2

Is it possible to replace strings from one column with corresponding strings from another columns in a pandas dataframe using only the pandas.Series.str methods? "No" is an acceptable answer so long as it's accompanied with the pandas version and relevant part of the docs.

Here's an example:

import pandas as pd
# version >= 0.19.2
df = pd.DataFrame(
    {
        'names': ['alice', 'bob', 'catherine', 'slagathor'],
        'hobbies': [
            'alice likes to knit',
            'bob likes to bowl',
            'plays with her cats',
            'slagathor burniates peasants for fun'
        ]
    }
)

def clean(df: pd.DataFrame) -> pd.Dataframe: ... # do the substitutions

assert all(
    clean(df).hobbies == pd.Series([
        'likes to knit',
        'likes to bowl',
        'plays with her cats',
        'burniates peasants for fun'
    ])
)

In this case, I'd like to omit the strings from the name column from the hobbies column, using something like

df.hobbies.str.replace('(' + df.names + r'\s*)?', '')  # doesn't work

So far, I've had to

import re
df['replaced'] = pd.Series(
    re.sub(f'^{df.names[i]} ?', '', df.hobbies[i]) for i in df.index
)  

as in the answer to Replace values from one column with another column Pandas DataFrame

yardstick17
  • 4,322
  • 1
  • 26
  • 33
Steven Kalt
  • 1,116
  • 15
  • 25
  • Worth noting, but not part of this question: solutions that call `re.sub` on concatenated strings need to sanitize those strings.
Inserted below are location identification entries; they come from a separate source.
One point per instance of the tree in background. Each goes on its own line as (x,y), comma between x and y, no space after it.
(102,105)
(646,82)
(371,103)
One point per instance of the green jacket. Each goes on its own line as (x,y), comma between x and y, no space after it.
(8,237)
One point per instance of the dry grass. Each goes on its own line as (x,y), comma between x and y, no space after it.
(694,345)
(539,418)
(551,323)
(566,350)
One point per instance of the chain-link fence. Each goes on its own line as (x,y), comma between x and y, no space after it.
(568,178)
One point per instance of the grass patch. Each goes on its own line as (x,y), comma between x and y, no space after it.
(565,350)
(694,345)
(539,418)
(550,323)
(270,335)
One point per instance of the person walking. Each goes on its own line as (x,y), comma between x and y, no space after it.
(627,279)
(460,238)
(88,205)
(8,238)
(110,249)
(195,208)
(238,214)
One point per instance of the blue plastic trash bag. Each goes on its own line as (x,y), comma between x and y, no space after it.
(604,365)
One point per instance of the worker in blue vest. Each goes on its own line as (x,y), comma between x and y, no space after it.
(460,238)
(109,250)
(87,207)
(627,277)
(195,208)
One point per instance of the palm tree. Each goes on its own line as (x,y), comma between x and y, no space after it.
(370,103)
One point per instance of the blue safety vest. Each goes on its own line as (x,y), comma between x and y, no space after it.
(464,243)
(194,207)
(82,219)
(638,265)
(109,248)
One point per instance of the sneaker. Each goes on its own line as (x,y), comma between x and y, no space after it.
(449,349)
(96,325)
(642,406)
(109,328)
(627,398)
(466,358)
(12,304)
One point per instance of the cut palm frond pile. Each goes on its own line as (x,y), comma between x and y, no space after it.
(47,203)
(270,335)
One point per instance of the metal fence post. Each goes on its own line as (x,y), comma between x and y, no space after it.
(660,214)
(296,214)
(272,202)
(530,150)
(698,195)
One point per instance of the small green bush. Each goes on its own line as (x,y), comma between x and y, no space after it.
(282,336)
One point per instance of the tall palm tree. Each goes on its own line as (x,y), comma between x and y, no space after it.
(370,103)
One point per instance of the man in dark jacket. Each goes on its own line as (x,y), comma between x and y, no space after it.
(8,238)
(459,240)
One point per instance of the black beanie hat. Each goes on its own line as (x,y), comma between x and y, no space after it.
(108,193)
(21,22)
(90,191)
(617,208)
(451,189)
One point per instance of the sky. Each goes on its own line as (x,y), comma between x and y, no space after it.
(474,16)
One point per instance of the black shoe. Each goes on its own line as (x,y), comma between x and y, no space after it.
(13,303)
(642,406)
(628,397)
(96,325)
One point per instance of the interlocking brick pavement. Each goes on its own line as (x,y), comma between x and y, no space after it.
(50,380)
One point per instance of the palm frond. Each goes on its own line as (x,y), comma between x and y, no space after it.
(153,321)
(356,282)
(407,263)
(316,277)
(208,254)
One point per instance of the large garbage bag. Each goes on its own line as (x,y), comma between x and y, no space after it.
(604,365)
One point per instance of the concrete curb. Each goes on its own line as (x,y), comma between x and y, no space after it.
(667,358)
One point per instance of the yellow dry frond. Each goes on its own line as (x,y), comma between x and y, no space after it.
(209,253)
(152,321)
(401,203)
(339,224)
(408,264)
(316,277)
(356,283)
My actual dataset had strings like `'bob++'` and `'slag]athor'` in them. `re.complie(rf'^{name}\s*')` will fail if you don't escape `r'[\[\](){}+*\\?]'` – Steven Kalt May 20 '19 at 21:41

2 Answers2

2

str.replace is a Series method, so it can be applied to each element of particular column, but there is not possible to refer to any other column.

So you have to import re and use re.sub instead, within a function applied to each row (so that this function can refer to other columns of the current row).

Your task can be performed in a single instruction:

df['replaced'] = df.apply(lambda row: re.sub(
    '^' + row.names + r'\s*', '', row.hobbies), axis=1)

This solution runs quicker than to create a Series with for loop inside and substitute under a column afterwards, because apply takes care of looping over the DataFrame, so the function applied is responsible only for generation of a value to be put in the current row.

An important factor concerning execution speed is also that you avoid location of the current row by index, each time in the loop.

Not also that your code would fail if index was other than consecutive numbers starting from 0. Try e.g. to create your DataFrame with index=np.arange(1, 5) parameter.

Valdi_Bo
  • 30,023
  • 4
  • 23
  • 41
0

The apply with replace will do the job here

df.apply(lambda x: x['hobbies'].replace(x['names'],''),axis=1)

It takes every row of data frame and replace the 'names' in 'hobbies' with empty string

usct01
  • 838
  • 7
  • 18